Часть 1
18 декабря 2019 г. в 22:24
Примечания:
Отношения Самайн и Лаэрта мне сразу же показались несколько амбивалентными; с одной стороны - Йоль на дух не переносит свою нерадивую напарницу, с другой - неосознанно проявляет своеобразную отеческую заботу, по сему, в этой работе я решила детально разобрать их взаимосвязь, а также всё, что осталось "за кадром" их совместного сотрудничества. Ну и давайте не будем забывать про надвигающийся апокалипсис! Приятного прочтения^^
Сколько бы Лаэрт не пытался избегать этого до смешного очевидного и отвратительного факта, но, как ни прискорбно ему было всё это осознавать, он слишком часто держал её за руку. Осторожно одёргивал за рукав халата, того самого халата с вечно заляпанным в ежевичном джеме передним кармашком, наполненным калейдоскопическим множеством стикеров, канцелярских скрепок и шуршащими фантиками от леденцов.
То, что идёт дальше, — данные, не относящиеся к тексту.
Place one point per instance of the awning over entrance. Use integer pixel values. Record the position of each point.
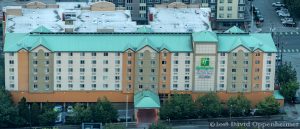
(146, 99)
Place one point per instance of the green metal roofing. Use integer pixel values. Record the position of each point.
(98, 42)
(146, 99)
(234, 29)
(205, 36)
(277, 95)
(254, 41)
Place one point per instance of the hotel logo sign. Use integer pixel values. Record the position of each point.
(203, 70)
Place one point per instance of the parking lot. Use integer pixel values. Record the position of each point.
(271, 19)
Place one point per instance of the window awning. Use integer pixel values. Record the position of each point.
(146, 99)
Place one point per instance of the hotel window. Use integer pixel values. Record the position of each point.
(94, 86)
(94, 69)
(46, 54)
(175, 85)
(117, 70)
(175, 61)
(187, 62)
(221, 8)
(105, 70)
(82, 54)
(82, 62)
(105, 61)
(257, 61)
(233, 70)
(82, 70)
(70, 70)
(222, 70)
(70, 85)
(221, 85)
(94, 78)
(35, 86)
(105, 77)
(105, 85)
(140, 86)
(186, 78)
(81, 85)
(221, 77)
(187, 70)
(175, 78)
(175, 69)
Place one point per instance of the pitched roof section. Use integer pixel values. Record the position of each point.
(205, 36)
(234, 29)
(146, 99)
(41, 29)
(99, 42)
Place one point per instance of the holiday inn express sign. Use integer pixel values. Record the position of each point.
(203, 70)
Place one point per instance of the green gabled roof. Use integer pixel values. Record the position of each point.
(277, 95)
(41, 29)
(144, 29)
(205, 36)
(98, 42)
(146, 99)
(262, 41)
(234, 29)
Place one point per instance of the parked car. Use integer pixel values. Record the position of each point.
(289, 24)
(287, 19)
(278, 4)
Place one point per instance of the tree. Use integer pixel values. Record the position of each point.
(24, 110)
(9, 116)
(159, 125)
(269, 106)
(47, 118)
(103, 111)
(180, 106)
(286, 73)
(81, 114)
(238, 106)
(289, 90)
(113, 126)
(209, 105)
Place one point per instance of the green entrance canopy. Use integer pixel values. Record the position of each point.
(146, 99)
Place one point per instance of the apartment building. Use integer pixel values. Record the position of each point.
(45, 65)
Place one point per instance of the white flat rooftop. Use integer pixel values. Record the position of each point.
(180, 19)
(85, 20)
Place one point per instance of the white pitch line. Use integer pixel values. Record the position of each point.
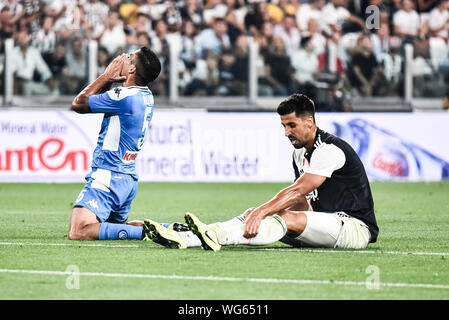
(45, 244)
(422, 253)
(103, 245)
(228, 279)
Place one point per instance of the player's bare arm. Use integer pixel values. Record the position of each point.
(291, 196)
(103, 83)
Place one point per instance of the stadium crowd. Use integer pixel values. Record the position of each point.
(295, 38)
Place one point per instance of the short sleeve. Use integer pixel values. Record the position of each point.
(326, 159)
(111, 102)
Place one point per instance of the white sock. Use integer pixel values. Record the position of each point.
(271, 229)
(190, 239)
(234, 221)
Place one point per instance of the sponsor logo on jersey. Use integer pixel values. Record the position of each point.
(313, 195)
(93, 203)
(130, 156)
(122, 234)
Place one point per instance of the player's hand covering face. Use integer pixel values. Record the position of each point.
(297, 129)
(114, 69)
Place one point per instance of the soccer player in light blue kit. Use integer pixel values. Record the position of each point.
(102, 208)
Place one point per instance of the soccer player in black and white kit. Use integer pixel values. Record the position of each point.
(329, 205)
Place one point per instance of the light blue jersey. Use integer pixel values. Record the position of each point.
(112, 184)
(127, 114)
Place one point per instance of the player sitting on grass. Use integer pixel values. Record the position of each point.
(102, 208)
(330, 180)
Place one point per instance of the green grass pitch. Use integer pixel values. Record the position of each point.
(409, 261)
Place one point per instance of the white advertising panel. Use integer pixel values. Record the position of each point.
(52, 146)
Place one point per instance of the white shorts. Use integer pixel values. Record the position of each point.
(332, 230)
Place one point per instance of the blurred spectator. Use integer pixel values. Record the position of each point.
(213, 9)
(31, 71)
(265, 37)
(188, 54)
(357, 9)
(6, 23)
(366, 74)
(15, 9)
(334, 15)
(76, 77)
(103, 60)
(305, 62)
(240, 67)
(193, 11)
(158, 40)
(317, 38)
(222, 26)
(445, 102)
(159, 45)
(278, 70)
(45, 39)
(56, 61)
(128, 11)
(386, 49)
(142, 24)
(406, 22)
(112, 36)
(255, 17)
(172, 16)
(32, 10)
(439, 34)
(154, 9)
(225, 67)
(310, 10)
(95, 12)
(214, 39)
(206, 76)
(289, 34)
(235, 29)
(67, 17)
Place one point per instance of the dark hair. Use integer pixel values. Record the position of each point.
(300, 104)
(304, 41)
(148, 66)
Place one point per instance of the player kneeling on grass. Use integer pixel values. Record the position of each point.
(330, 180)
(101, 209)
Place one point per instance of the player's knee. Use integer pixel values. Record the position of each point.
(295, 221)
(78, 234)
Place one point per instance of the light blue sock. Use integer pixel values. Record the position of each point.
(117, 231)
Чуть реже он придерживал её за плечи, когда от вечно мельтешащих кислотно-розовых косичек в глазах мутнело до такой степени, что передвигаться по лаборатории учёный мог лишь с помощью кресла в качестве опоры. «Как старый дед!» — смеялась Самайн ему в лицо и опять начинала носиться по лаборатории, словно пятое ядро вдруг стало срочно необходимо сконструировать до начала столь ожидаемого Лаэртом обеденного перерыва.
Мужчина откинулся в кресле с ужасом вспоминая то, каким образом девушка пыталась помочь с поливкой его ни в чём не повинных бегоний. Как постоянно путала сэндвичи в кафетерии, принося всё время один и тот же пресловутый бутерброд с ветчиной и зеленью, которым Лаэрт с невероятым удовольствием пополнял содержимое мусорной корзины. Или как она пыталась поздравить учёного с днём рождения, развесив на каждом углу, в каждом помещении корпуса дурацкую цветастую мишуру и включив абсолютно все имеющиеся осветительные приборы, тем самым целиком обесточив здание. В тот день пострадали не только бегонии.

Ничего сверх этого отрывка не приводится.